Peter Saunders, survivor and chief executive of the National Association for People Abused in Childhood, said: "We need the Pope to say, 'I will hand over all the information I have about abusing priests wherever they are in the world. I will hand it over to the authorities of the countries where these people are being protected'."
The Pope is widely expected to meet child abuse victims during his four-day visit.
But the survivors at a news conference in central London said they had not heard of anyone being offered a meeting with him.
And they were divided on whether they would like to meet him themselves.
Margaret Kennedy, 57, from Dublin, said she would like to talk to him but did not want a secretive meeting behind closed doors.
She said: "We have been refused three times access to the Pope. This means the only way survivors can meet the Pope is by protesting in the street or behind closed doors, where it's orchestrated, managed, controlled. Abuse is about control.
"The Pope is saying 'You come to me and you don't tell anyone what I tell you'.
"It's secret, secret, secret."
She demanded "truth, justice and accountability" from him, adding: "We don't want to hear another apology."
Sue Cox, 63, from Gaydon, Warwickshire, who was raped by a priest in her childhood, said she felt offended by the Pope's visit and did not want to meet him.
She said: "I don't think the Pope should meet abuse victims. Why would abuse victims want to be part of this publicity stunt?
"Saying sorry is easy, offensive and inadequate. What he needs to do is make amends."
The survivors called on the Catholic Church to provide better funding for the support of victims of abuse.
Mr Saunders, 53, said: "We need resources. The Catholic Church is the richest organisation in the world. They could make resources available, no strings attached."
He added that if the Pope was a head of state, he should be arrested when he comes to the UK.
He said: "I'm not a lawyer, but my understanding is he should probably not be accorded a state visit because he's head of something which is not really a state.
"But if he was the head of a legitimate state, then I would say that under international law he should probably be arrested, in the same way that we arrested General Pinochet when he was in the country."
Responding to reports today that more than half the Catholic clergy jailed for child abuse in England and Wales remained in the priesthood, he said the Church lived in "cloud cuckoo land".
"Whether they are defrocked or laicised, what's important is these abusers must be monitored and taken care of because they could still be a danger to children," he said.
David Greenwood, a solicitor who specialises in church sex abuse, called for a compensation scheme for victims in the UK similar to that introduced in Ireland.

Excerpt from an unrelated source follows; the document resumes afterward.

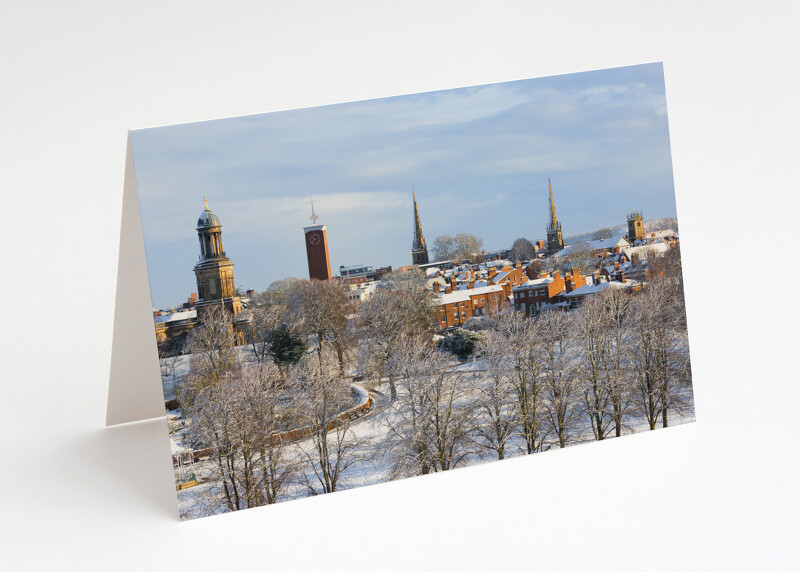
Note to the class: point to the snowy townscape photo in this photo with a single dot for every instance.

He said: "I do see it as a model."
The Pope arrives in Edinburgh tomorrow before he travels on to Glasgow, London and Birmingham.
In the first state visit by a Pope to Britain, he will meet the Queen and Prime Minister David Cameron during his stay.

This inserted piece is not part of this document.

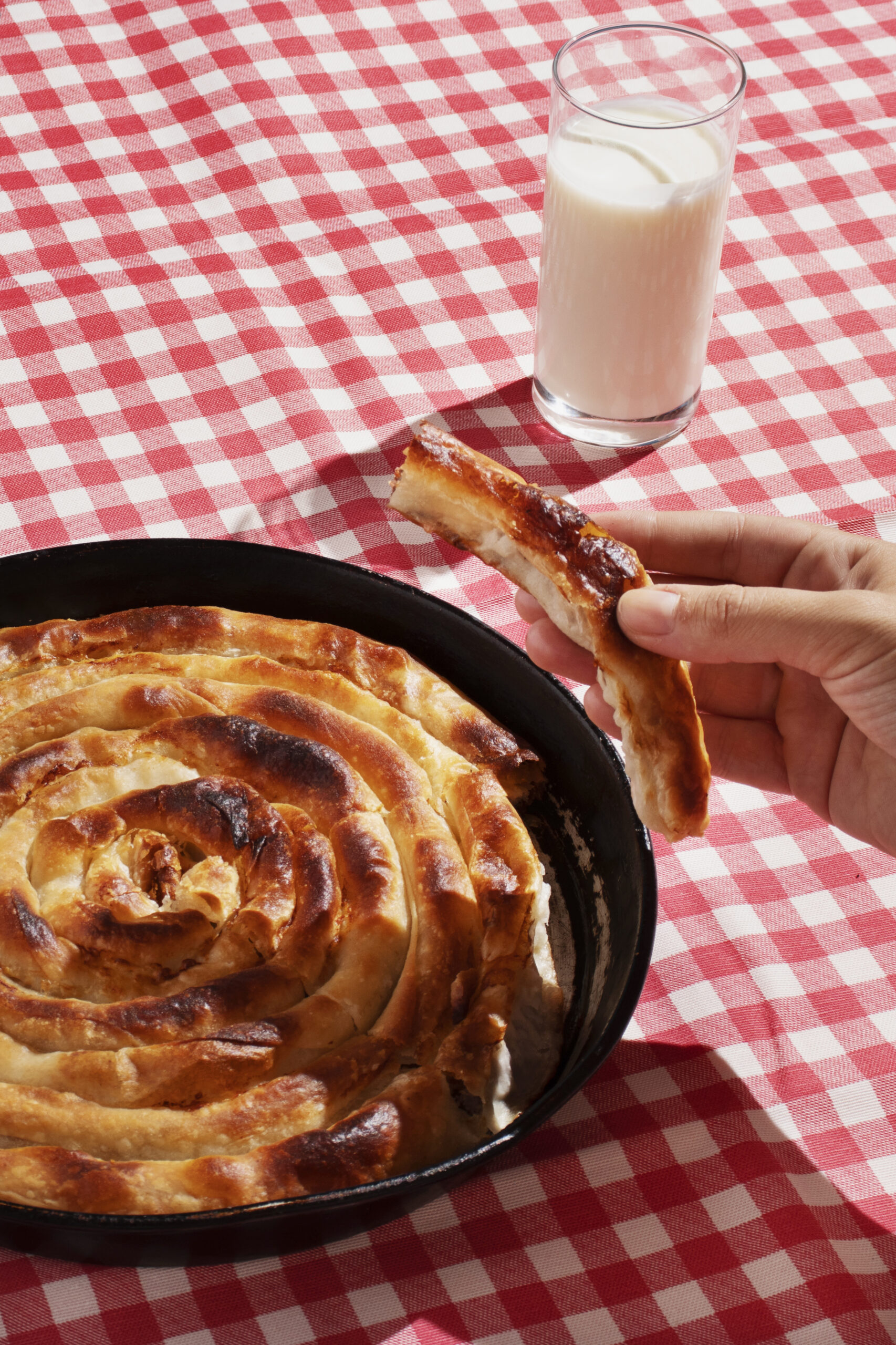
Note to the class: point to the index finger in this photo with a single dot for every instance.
(734, 548)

Tens of thousands of people are expected to attend several scheduled public events, culminating in a beatification ceremony for Cardinal John Henry Newman on Sunday.
The visit has attracted criticism not only by Catholic child abuse victims but also several other groups, including gay rights organisations.
And a number of high profile critics argued today that the Pope should not be given the honour of a state visit.
In a letter to The Guardian, Stephen Fry, Professor Richard Dawkins, Terry Pratchett, Philip Pullman, Ed Byrne, Ken Follett, Professor AC Grayling, Claire Rayner and almost 50 others objected to a number of Papal policies.
These included: opposing the distribution of condoms; denying abortion to "even the most vulnerable women"; opposing equal rights for homosexuals and "failing to address" the child abuse problem.
They wrote: "We reject the masquerading of the Holy See as a state and the Pope as a head of state as merely a convenient fiction to amplify the international influence of the Vatican."
The Pope will visit London on Friday and Saturday, when he will meet Archbishop of Canterbury Rowan Williams and the Prime Minister, and host a prayer vigil in Hyde Park.